5.3 Computation

Even if we know that \(\mathbb{E}[Y|X_1,X_2,X_3] = \beta_0 + \beta_1 X_1 + \beta_2 X_2 + \beta_3 X_3\), in general, we do not know the values of the population parameters (the \(\beta\)’s). This is analogous to the framework in the previous chapter where we were interested in the population parameter \(\mathbb{E}[Y]\) and estimated it by \(\bar{Y}\).

In this section, we’ll discuss how to estimate \((\beta_0,\beta_1,\beta_2,\beta_3)\) using R. We’ll refer to the estimated values of the parameters as \((\hat{\beta}_0, \hat{\beta}_1, \hat{\beta}_2, \hat{\beta}_3)\). As in the previous section, it will not be the case that the estimated \(\hat{\beta}\)’s are exactly equal to the population \(\beta\)’s. Later on in this chapter, we will establish properties like consistency (so that, as long as we have a large sample, the estimated \(\hat{\beta}\)’s should be “close” to the population \(\beta\)’s) and asymptotic normality (so that we can conduct inference).

Also later on in this chapter, we’ll talk about how R itself actually makes these computations.

The main function in R for estimating linear regressions is the lm function (lm stands for linear model). The key things to specify for running a regression in R are a formula argument which tells lm which variables are the outcome and which variables are the regressors and a data argument which tells the lm command what data we are using to estimate the regression. Let’s give an example using the mtcars data.

reg <- lm(mpg ~ hp + wt, data=mtcars)

What this line of code does is to run a regression. The formula is mpg ~ hp + wt. In other words mpg (standing for miles per gallon) is the outcome, and we are running a regression on hp (horse power) and wt (weight). The ~ symbol is a “tilde”. In order to add regressors, we separate them with a +. The second argument data=mtcars says to use the mtcars data.

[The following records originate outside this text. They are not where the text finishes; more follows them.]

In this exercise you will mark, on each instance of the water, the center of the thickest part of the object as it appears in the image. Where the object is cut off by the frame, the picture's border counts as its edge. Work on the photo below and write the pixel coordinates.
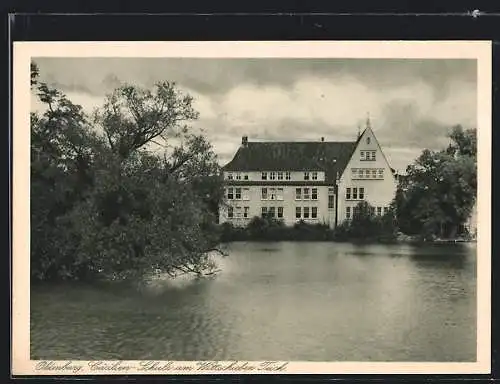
(276, 301)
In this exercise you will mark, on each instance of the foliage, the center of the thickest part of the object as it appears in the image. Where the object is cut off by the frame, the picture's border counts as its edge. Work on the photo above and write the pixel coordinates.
(439, 191)
(105, 203)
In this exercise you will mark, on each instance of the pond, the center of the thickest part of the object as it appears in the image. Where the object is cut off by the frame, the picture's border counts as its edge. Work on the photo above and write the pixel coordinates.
(293, 301)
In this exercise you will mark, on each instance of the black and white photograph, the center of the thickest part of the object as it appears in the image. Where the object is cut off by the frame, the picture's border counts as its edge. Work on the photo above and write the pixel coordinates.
(250, 212)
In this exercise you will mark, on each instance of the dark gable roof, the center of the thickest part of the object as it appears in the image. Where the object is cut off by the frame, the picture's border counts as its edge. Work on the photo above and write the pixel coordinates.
(328, 156)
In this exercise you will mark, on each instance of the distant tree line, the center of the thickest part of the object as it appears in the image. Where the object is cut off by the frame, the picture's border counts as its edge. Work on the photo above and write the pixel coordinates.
(104, 203)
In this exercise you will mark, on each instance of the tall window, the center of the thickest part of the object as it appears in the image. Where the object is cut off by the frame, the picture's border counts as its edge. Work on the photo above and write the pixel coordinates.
(280, 212)
(246, 193)
(238, 212)
(306, 193)
(279, 194)
(331, 201)
(306, 212)
(298, 193)
(272, 193)
(314, 212)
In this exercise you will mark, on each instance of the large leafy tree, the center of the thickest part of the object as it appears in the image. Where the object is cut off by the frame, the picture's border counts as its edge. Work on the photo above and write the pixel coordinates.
(127, 191)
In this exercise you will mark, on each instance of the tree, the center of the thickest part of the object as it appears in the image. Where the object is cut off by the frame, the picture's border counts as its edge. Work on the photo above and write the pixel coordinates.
(105, 202)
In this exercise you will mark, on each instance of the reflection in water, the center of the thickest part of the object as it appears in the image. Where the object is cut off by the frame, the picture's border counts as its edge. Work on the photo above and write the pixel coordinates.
(279, 301)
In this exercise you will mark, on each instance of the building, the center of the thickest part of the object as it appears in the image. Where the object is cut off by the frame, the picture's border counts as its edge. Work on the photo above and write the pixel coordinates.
(317, 182)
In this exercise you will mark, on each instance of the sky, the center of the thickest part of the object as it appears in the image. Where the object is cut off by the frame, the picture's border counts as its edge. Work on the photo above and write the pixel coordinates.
(412, 103)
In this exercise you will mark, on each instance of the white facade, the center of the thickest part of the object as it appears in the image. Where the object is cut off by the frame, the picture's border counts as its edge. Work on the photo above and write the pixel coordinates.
(292, 195)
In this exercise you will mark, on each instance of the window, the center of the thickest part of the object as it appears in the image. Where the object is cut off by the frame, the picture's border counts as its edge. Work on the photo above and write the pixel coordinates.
(314, 212)
(298, 193)
(246, 193)
(264, 194)
(272, 193)
(314, 194)
(331, 201)
(279, 194)
(306, 212)
(306, 193)
(272, 211)
(280, 212)
(238, 212)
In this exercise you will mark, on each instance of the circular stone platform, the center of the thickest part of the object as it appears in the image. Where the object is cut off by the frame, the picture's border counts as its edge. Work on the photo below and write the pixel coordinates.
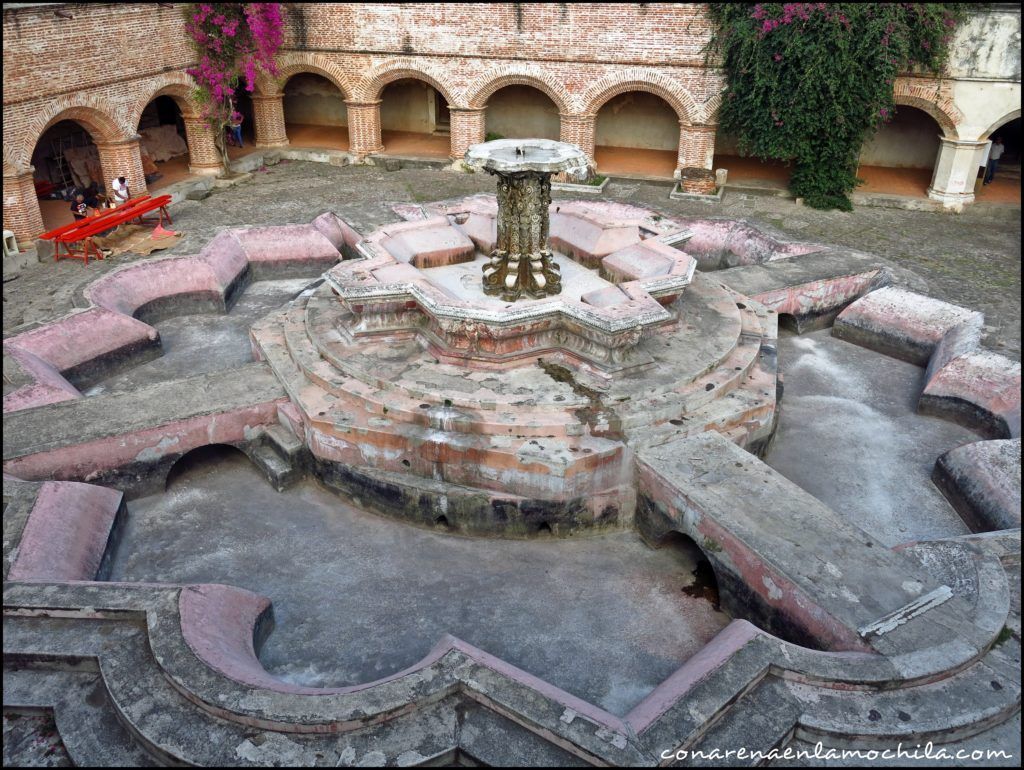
(422, 397)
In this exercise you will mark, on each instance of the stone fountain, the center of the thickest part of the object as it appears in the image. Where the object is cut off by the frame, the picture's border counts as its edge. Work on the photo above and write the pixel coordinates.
(494, 362)
(522, 262)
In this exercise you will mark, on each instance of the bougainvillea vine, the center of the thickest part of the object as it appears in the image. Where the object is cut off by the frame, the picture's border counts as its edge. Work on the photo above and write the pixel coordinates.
(235, 42)
(809, 83)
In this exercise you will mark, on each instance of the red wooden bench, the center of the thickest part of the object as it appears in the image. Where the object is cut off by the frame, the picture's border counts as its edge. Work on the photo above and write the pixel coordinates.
(76, 239)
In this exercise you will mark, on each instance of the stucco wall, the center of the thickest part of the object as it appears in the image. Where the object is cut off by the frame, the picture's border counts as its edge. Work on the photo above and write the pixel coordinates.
(987, 45)
(637, 120)
(521, 112)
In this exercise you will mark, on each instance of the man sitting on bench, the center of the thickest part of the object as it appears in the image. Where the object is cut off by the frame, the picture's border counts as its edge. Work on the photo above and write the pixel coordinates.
(119, 191)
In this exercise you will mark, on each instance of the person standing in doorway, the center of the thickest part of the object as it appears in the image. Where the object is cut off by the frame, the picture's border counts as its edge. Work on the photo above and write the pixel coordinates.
(119, 191)
(993, 159)
(79, 209)
(236, 124)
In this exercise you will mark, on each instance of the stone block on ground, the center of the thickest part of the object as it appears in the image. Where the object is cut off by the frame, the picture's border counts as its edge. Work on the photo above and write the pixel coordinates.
(980, 389)
(430, 243)
(606, 297)
(644, 260)
(982, 481)
(900, 324)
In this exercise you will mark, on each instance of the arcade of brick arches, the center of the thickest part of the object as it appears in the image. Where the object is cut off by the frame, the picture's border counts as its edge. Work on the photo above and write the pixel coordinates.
(434, 79)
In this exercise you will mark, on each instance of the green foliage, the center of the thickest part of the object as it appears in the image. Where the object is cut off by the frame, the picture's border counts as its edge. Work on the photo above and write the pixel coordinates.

All of the variables in the formula need to correspond to column names in the data. We saved the results of the regression in a variable called reg. It’s most common to report the results of the regression using the summary command.

summary(reg)
#> 
#> Call:
#> lm(formula = mpg ~ hp + wt, data = mtcars)
#> 
#> Residuals:
#>    Min     1Q Median     3Q    Max 
#> -3.941 -1.600 -0.182  1.050  5.854 
#> 
#> Coefficients:
#>             Estimate Std. Error t value Pr(>|t|)    
#> (Intercept) 37.22727    1.59879  23.285  < 2e-16 ***
#> hp          -0.03177    0.00903  -3.519  0.00145 ** 
#> wt          -3.87783    0.63273  -6.129 1.12e-06 ***
#> ---
#> Signif. codes:  0 '***' 0.001 '**' 0.01 '*' 0.05 '.' 0.1 ' ' 1
#> 
#> Residual standard error: 2.593 on 29 degrees of freedom
#> Multiple R-squared:  0.8268, Adjusted R-squared:  0.8148 
#> F-statistic: 69.21 on 2 and 29 DF,  p-value: 9.109e-12

The main thing that this reports is the estimated parameters. Our estimate of the “Intercept” (i.e., this is \(\hat{\beta}_0\)) is in the first row of the table; our estimate is 37.227. The estimated coefficient on hp is -0.0318, and the estimated coefficient on wt is -3.878.

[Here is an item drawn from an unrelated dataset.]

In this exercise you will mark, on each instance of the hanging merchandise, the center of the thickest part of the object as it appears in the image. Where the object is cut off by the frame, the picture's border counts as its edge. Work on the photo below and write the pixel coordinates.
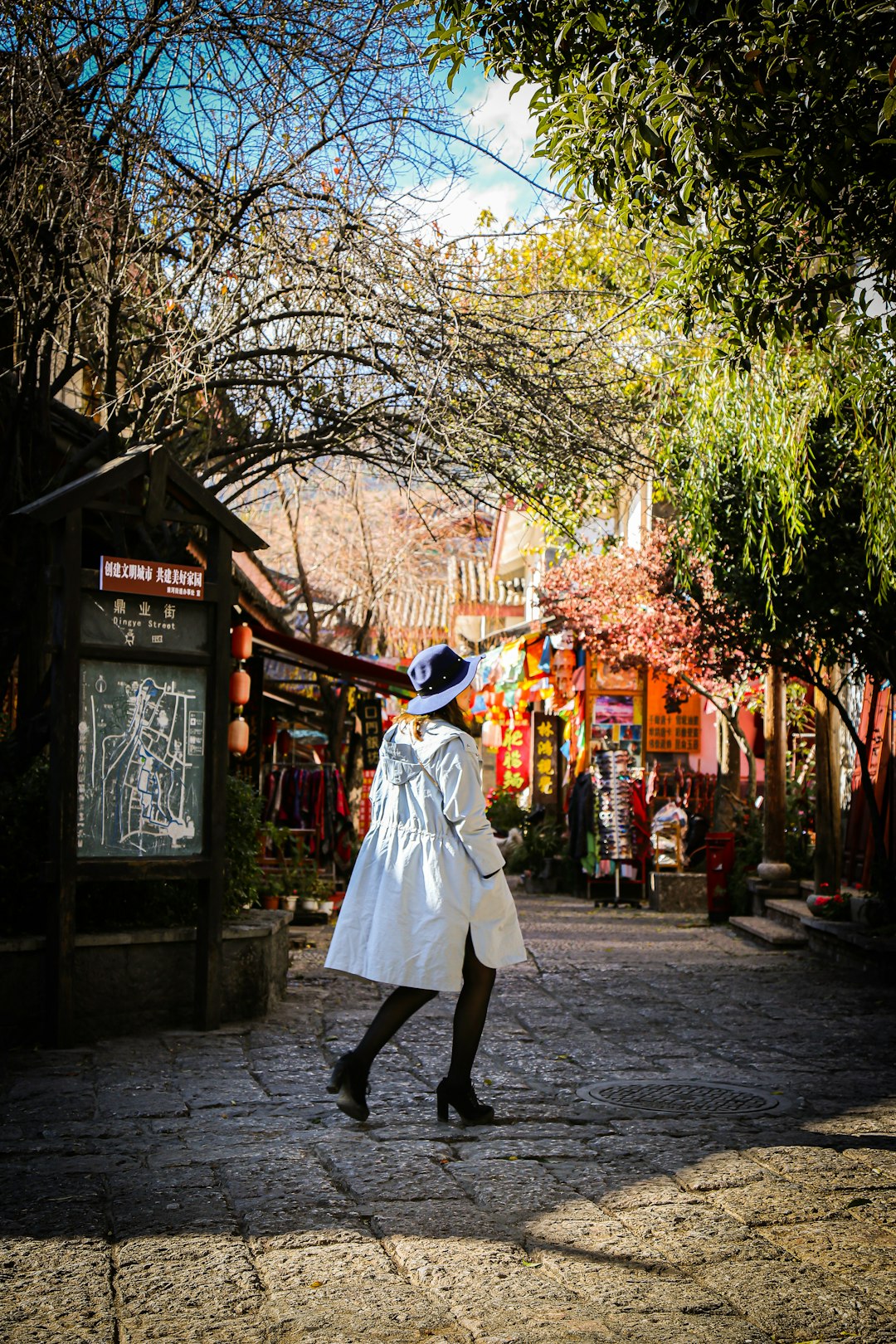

You can also see standard errors for each estimated parameter, a t-statistic, and a p-value in the other columns. We will talk about these in more detail in the next section.

For now, we’ll also ignore the information provided at the bottom of the summary.

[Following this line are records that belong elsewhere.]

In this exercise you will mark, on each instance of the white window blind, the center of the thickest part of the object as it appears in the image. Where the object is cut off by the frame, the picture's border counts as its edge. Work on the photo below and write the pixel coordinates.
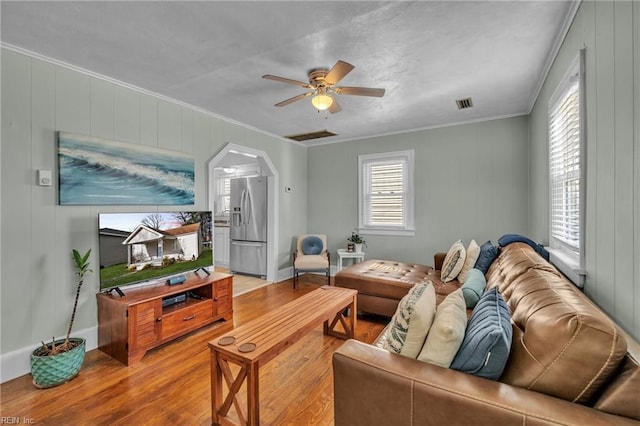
(386, 191)
(566, 168)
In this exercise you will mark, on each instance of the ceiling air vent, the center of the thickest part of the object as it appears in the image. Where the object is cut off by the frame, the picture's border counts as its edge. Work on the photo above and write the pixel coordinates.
(313, 135)
(464, 103)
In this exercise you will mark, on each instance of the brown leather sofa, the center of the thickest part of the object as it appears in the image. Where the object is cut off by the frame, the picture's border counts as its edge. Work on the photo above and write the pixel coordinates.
(569, 364)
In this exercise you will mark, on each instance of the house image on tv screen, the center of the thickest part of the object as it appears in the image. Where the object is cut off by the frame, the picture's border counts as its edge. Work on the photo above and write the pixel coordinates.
(147, 246)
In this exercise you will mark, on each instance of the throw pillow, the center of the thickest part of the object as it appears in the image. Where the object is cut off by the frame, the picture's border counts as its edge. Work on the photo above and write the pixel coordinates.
(488, 253)
(487, 340)
(473, 287)
(412, 320)
(453, 262)
(447, 331)
(473, 251)
(312, 245)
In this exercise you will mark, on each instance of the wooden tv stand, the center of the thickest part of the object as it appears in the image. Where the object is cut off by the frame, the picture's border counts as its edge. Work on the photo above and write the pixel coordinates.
(129, 326)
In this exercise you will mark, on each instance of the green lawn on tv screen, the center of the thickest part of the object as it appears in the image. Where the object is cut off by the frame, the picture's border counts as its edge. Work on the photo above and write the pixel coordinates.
(117, 275)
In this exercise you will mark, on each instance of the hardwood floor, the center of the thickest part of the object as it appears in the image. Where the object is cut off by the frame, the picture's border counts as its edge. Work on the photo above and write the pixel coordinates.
(171, 384)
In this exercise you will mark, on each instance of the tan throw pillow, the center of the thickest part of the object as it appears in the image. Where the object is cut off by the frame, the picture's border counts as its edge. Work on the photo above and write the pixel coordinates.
(453, 262)
(473, 251)
(411, 322)
(447, 331)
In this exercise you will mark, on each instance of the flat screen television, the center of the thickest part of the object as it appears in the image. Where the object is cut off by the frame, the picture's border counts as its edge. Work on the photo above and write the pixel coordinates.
(137, 248)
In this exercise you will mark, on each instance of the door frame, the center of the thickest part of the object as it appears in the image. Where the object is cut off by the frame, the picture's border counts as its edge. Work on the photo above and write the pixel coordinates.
(266, 169)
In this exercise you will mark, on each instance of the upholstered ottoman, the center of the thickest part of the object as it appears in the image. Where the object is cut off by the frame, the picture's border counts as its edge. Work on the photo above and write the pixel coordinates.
(381, 283)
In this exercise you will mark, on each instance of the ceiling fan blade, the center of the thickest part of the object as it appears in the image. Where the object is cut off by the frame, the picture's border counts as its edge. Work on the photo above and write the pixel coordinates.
(295, 98)
(337, 73)
(335, 106)
(360, 91)
(287, 80)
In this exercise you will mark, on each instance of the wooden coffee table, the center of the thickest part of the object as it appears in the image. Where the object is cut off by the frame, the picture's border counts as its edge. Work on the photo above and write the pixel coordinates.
(259, 341)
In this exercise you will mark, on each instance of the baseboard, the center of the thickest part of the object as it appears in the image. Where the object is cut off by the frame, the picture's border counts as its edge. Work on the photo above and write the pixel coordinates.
(17, 363)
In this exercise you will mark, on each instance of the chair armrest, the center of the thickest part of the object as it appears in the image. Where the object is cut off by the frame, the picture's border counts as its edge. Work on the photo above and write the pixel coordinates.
(438, 260)
(371, 385)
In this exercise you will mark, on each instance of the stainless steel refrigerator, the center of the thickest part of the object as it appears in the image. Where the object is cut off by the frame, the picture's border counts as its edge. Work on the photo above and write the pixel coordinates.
(248, 227)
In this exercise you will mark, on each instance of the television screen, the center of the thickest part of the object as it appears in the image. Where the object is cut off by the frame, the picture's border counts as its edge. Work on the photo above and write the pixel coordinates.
(141, 247)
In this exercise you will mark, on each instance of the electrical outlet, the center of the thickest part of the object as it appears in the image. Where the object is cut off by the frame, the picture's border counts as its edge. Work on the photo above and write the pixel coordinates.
(45, 178)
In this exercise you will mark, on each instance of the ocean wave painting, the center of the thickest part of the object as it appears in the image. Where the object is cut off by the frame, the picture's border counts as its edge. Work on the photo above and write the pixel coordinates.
(93, 171)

Now that we have estimated the parameters, we can use these to predict \(mpg\) given a value of \(hp\) and \(wt\). For example, suppose that you wanted to predict the \(mpg\) of a 2500 pound car (note: weight in \(mtcars\) is in 1000s of pounds) and 120 horsepower car, you could compute

\[ 37.227 - 0.0318(120) - 3.878(2.5) = 23.716 \] Alternatively, there is a built-in function in R called predict that can be used to generate predicted values. We just need to specify the values that we would like to get predicted values for by passing in a data frame with the relevant columns though the newdata argument. For example,

pred <- predict(reg, newdata=data.frame(hp=120,wt=2.5))
round(pred,3)
#>     1 
#> 23.72

A popular alternative to R’s lm function is the lm_robust function from the estimatr package. This provides different standard errors from the default standard errors provided by lm that are, at least in most applications in economics, typically a better choice — we’ll have a further discussion on this topic when we talk about inference later on in this chapter.